United States District Court, D. Rhode Island

December 17, 2018

WAI FENG TRADING CO. LTD, and EASTERN FOUNDRY & FITTINGS, INC., Plaintiffs,
v.
QUICK FITTING, INC., Defendant. QUICK FITTING, INC. Plaintiff,
v.
WAI FENG TRADING CO., LTD., EASTERN FOUNDRY & FITTINGS, INC., EASTERN FOUNDRY AND FITTINGS, LLC, NINGO EFF MANUFACTORY CO, LTD., f/k/a/ NINGO W&F MANUFACTORY CO., LTD., WAI MAO COMPANY, LTD., CIXI CITY WAI FENG BALL VALVE COMPANY, LTD., W&F MANUFACTURING, and CHI YAM “ANDREW” YUNG, Defendants.

          MEMORANDUM AND ORDER

          PATRICIA A. SULLIVAN, UNITED STATES MAGISTRATE JUDGE.

         Pending before the Court for determination in these consolidated cases[1] are the following motions, all filed by the Wai Feng parties:[2]

1) Motion to Strike Quick Fitting's “Statement of Counter-Facts” and to Deem Admitted their Undisputed Facts (ECF No. 181);
2) Motion to Exclude David Crompton's Expert Testimony (ECF No. 183);
3) Motion to Strike Quick Fitting's Amended Statement of Undisputed Facts (ECF No. 184);
4) Motion to Strike the Second Affidavit of David Crompton (ECF No. 206);
5) Motion to Strike Quick Fitting's New “Combined Statement of Additional Undisputed Facts, ” and its “Combined Statement of Responsive Disputed Facts” and to Deem Admitted their Undisputed Facts (ECF No. 207); and
6) Wai Feng Trading and EFF Manufactory's Motion to Strike Quick Fitting's Reply Statement Disputing Additional Facts and to Deem Admitted Their Additional Undisputed Facts (ECF No. 217).

         For the reasons that follow, all of the motions are denied.[3]

         The first motion (ECF No. 181) asks the Court to strike Quick Fitting's “Statement of Counter-Facts” because it was filed a day late, failed to conform to the Local Rules, set forth unsupported or even false and immaterial facts, contradicted Quick Fitting's prior discovery responses and relied on evidence that will be deemed inadmissible.

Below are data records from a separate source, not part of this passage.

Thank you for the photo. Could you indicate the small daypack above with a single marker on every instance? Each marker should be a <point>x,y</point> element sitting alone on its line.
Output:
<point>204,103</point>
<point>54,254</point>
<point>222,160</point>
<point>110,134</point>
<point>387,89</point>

This statement is Quick Fitting's only mechanism to set out its disputes with the statement of undisputed facts that the Wai Feng parties filed with their summary judgment motions. The Court is not inclined to strike a filing so consequential to the outcome of the case because it is one day late. Otherwise, the issues raised in this motion amount to arguments that the Court has considered as it plowed individually through each of these “counter-facts.” These issues are not a reason to strike the entire statement, which would leave all of the Wai Feng parties' facts deemed undisputed. See Doe v. Brown Univ., 304 F.Supp.3d 252, 266 (D.R.I. 2018) (“[W]hile ruling on a motion to strike is committed to the district court's sound judgment, such motions are narrow in scope, disfavored in practice, and not calculated readily to invoke the court's discretion.”) (quoting Manning v. Bos. Med. Ctr. Corp., 725 F.3d 34, 39 (1st Cir. 2013)). The motion to strike counter-facts is denied. See id.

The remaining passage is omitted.